Changing DNS name to host a website??

J

Joe M

At the moment my local domain is " mydomain.local" and my DNS forwards
any external DNS to my ISP. Now I am going to host a website. And my
registered domain name is " www.mydomain.com " . Can I create an alias
www.mydomain.com and www.mydomain.net in my internal DNS server without
changing/clean install the network???? This alias will work alongside with
"mineman.local""".
How reliable is maintaining your own DNS server for your website vs DNS isp
to host it for you? Ideally having one's own DNS server would cut down
cost??
If having my own DNS server how do I get new DNS entries as my network user
surf the internet??
 
A

Ace Fekay [MVP]

Joe M said:
At the moment my local domain is " mydomain.local" and my DNS forwards
any external DNS to my ISP. Now I am going to host a website. And my
registered domain name is " www.mydomain.com " . Can I create an alias
www.mydomain.com and www.mydomain.net in my internal DNS server without
changing/clean install the network????

Yes. Probably easier (and recommended) to just create the zones internally
and create a www record in each of them.
This alias will work alongside with
"mineman.local""".

No, they are different zones.

How reliable is maintaining your own DNS server for your website vs DNS isp
to host it for you? Ideally having one's own DNS server would cut down
cost??

Actually it's easier to just let your ISP do it. You have overhead with
running DNS internally. Need a separate server for the external names.
Registrars require 2 DNS servers. You shouldn't host external data on a
private DNS due to security reasons.
If having my own DNS server how do I get new DNS entries as my network user
surf the internet??

If using DNS for internal AD or not, just point only to your internal DNS
and then configure a forwarder to your ISP's DNS.
http://support.microsoft.com/?id=300202 will explain how.

--
Regards,
Ace

Please direct all replies to the newsgroup so all can benefit.
This posting is provided "AS IS" with no warranties.

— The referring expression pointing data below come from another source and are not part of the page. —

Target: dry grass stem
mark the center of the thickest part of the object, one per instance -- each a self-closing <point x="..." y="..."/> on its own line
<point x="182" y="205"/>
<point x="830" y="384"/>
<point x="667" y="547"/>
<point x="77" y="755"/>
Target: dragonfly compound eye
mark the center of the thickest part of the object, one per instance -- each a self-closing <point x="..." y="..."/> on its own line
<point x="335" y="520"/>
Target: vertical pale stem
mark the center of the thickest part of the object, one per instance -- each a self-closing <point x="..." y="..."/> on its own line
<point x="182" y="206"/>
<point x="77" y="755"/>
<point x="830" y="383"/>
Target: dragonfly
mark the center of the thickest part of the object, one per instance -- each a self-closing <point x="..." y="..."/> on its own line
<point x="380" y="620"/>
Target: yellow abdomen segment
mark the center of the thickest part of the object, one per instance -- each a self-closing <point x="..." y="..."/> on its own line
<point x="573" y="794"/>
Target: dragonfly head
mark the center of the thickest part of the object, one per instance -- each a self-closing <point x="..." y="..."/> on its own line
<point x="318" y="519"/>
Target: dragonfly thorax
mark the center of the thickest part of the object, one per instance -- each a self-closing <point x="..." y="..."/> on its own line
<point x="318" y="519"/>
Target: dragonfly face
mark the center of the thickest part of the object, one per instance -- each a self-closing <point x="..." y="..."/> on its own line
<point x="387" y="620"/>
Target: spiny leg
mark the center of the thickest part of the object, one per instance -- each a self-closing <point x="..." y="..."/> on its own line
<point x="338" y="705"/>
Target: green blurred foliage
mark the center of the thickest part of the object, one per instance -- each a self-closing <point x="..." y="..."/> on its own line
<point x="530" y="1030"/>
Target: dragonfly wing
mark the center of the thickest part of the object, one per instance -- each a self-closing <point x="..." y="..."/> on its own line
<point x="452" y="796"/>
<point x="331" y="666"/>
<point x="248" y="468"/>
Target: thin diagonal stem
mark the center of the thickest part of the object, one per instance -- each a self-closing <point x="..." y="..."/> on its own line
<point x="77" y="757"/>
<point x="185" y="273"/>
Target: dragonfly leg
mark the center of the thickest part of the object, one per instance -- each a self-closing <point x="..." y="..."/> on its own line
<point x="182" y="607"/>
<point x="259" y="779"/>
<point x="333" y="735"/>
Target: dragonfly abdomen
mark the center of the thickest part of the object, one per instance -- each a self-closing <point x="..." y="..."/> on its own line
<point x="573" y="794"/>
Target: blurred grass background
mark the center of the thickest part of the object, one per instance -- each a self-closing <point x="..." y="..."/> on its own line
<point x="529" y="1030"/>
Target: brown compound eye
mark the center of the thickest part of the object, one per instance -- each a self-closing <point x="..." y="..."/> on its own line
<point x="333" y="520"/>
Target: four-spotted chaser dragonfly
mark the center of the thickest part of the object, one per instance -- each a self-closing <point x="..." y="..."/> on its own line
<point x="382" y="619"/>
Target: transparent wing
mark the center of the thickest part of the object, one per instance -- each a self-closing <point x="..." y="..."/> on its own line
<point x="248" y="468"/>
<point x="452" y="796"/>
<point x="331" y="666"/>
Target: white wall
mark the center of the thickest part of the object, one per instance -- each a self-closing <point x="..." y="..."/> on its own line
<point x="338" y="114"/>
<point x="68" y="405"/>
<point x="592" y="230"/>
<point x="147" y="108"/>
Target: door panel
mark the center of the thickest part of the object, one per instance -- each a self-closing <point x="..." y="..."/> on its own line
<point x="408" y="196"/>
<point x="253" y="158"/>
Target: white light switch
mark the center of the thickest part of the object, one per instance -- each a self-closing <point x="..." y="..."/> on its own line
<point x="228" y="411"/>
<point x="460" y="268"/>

Ace Fekay, MCSE 2000, MCSE+I, MCSA, MCT, MVP
Microsoft Windows MVP - Active Directory
 
J

Jeff Cochran

At the moment my local domain is " mydomain.local" and my DNS forwards
any external DNS to my ISP. Now I am going to host a website. And my
registered domain name is " www.mydomain.com " . Can I create an alias
www.mydomain.com and www.mydomain.net in my internal DNS server without
changing/clean install the network????

Yes, but that's not what you want to do.
This alias will work alongside with
"mineman.local""".

That's a different zone. You need to configure new zones for each
additional domain you'll handle, and enter the appropriate records for
the hosts in that zone.
How reliable is maintaining your own DNS server for your website vs DNS isp
to host it for you?

How relaible are you and your systems? Reliability isn't dependent on
who hosts it, it's the competence of the DNS admin and the reliability
of the network. Chances are you don't have a redundant internet
connection for your secondary DNS to run on.
Ideally having one's own DNS server would cut down
cost??

Maybe. Maybe not. Depends on what you're paying now
If having my own DNS server how do I get new DNS entries as my network user
surf the internet??

You don't. Your DNS cache's requests according to what you configure
the caching time for, all on its own.

Jeff
 
D

Dodo

Having your own DNS server is obviously costing many precious administration
hours. When it comes to DNS forget about your ISP, they've got nothing to do
with it. It's between you and your registrar. The cheapest way to host DNS
records that I know of is godaddy.com. Godaddy provides domain registration
with free DNS hosting for 10 years for $69.50. Spend the money and setup
your resource records using their web interface and then leave it alone.
You'll never have to mess with it again unless your IP address changes.